Respecting the River

[image, unknown] Dam sites these days are usually surrounded by barbed wire and armed guards. With good reason. The movement to resist river engineering has gained real momentum in the last decade. In the industrial North dams are becoming almost as controversial as nuclear power plants. Costs and environmental impacts undergo minute scrutiny. The number of new dams has fallen dramatically. In the South resistance has proved more difficult with 'resettled' farmers and green activists getting blows from police truncheons rather than seats at assessment hearings.

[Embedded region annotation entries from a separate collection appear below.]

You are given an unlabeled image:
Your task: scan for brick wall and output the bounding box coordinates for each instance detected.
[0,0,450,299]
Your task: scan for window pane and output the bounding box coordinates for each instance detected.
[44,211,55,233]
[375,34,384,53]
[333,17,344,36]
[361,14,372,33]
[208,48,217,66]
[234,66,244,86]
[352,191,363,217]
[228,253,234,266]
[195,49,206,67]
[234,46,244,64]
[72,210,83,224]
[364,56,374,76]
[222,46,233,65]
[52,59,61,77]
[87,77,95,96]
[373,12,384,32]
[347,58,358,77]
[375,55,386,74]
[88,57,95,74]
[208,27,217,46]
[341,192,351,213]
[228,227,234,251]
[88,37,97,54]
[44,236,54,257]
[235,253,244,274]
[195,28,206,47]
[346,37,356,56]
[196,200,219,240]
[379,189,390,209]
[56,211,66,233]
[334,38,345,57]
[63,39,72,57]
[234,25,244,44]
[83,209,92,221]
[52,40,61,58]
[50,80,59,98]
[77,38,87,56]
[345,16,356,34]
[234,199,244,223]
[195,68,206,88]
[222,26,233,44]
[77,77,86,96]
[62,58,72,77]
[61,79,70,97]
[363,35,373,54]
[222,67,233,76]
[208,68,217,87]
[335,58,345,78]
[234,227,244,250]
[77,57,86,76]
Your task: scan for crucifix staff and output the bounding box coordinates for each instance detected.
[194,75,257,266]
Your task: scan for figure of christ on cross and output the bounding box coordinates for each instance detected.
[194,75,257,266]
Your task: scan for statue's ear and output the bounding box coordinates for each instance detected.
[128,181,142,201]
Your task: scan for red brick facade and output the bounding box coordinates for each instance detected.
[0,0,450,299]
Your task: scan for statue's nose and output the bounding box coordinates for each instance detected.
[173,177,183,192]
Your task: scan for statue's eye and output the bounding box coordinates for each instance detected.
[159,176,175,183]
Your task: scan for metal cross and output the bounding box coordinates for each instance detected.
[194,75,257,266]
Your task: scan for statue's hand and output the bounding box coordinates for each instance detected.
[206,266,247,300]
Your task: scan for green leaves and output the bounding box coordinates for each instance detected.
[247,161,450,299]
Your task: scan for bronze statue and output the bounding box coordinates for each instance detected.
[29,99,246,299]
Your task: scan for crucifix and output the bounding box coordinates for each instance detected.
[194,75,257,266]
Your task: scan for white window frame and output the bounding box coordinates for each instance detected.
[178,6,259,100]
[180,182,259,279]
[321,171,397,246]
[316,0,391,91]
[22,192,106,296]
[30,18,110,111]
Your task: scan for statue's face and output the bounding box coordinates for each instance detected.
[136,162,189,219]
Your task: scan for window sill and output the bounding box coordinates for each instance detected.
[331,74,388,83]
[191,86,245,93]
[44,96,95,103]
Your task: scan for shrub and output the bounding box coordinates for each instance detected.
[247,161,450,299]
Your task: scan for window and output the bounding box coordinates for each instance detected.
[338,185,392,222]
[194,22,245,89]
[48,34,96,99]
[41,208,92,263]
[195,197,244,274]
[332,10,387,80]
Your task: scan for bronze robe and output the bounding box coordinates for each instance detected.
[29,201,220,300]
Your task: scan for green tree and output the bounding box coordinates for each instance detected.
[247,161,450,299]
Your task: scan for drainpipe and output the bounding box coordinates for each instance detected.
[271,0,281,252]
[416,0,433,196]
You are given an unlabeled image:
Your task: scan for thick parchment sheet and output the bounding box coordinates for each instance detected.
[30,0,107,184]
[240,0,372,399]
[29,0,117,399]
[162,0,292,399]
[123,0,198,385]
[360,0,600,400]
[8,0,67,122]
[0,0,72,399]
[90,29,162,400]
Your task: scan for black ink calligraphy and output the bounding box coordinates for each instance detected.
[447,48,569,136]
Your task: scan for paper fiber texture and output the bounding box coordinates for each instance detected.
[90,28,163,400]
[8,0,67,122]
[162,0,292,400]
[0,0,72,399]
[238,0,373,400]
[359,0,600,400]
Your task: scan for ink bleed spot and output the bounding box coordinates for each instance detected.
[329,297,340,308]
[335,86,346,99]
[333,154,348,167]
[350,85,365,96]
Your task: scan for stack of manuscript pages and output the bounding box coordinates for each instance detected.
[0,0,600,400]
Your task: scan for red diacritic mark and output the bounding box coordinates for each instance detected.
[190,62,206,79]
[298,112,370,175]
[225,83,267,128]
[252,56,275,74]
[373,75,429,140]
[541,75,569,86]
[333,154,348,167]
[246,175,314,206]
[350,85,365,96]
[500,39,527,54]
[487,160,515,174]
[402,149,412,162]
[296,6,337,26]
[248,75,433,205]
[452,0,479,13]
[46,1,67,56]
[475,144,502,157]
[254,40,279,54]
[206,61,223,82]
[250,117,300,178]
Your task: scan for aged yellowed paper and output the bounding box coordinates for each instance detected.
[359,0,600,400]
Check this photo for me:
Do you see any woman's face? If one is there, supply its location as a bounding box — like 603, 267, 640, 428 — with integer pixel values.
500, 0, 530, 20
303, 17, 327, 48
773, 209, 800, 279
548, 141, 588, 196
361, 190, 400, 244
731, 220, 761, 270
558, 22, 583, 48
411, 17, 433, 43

Still some notable victories have been achieved - a number of dams have been stopped in Thailand, the corruption-ridden Bangladesh Flood Action Plan has been scaled back dramatically and the World Bank has been forced to withdraw from several mega-dam projects on the Indian sub-continent. And the movement is putting alternatives on the agenda - energy development that works with a river rather than trying to reshape and conquer it. Traditional small-scale methods of irrigation are also being revived, from Karez in Western China (small-scale water catchment) to the stone lines used in arid Sahelian Africa and the rebuilding of age-old raised fields to aid drainage by the Quechua Indian farmers near Lake Titicaca in Peru.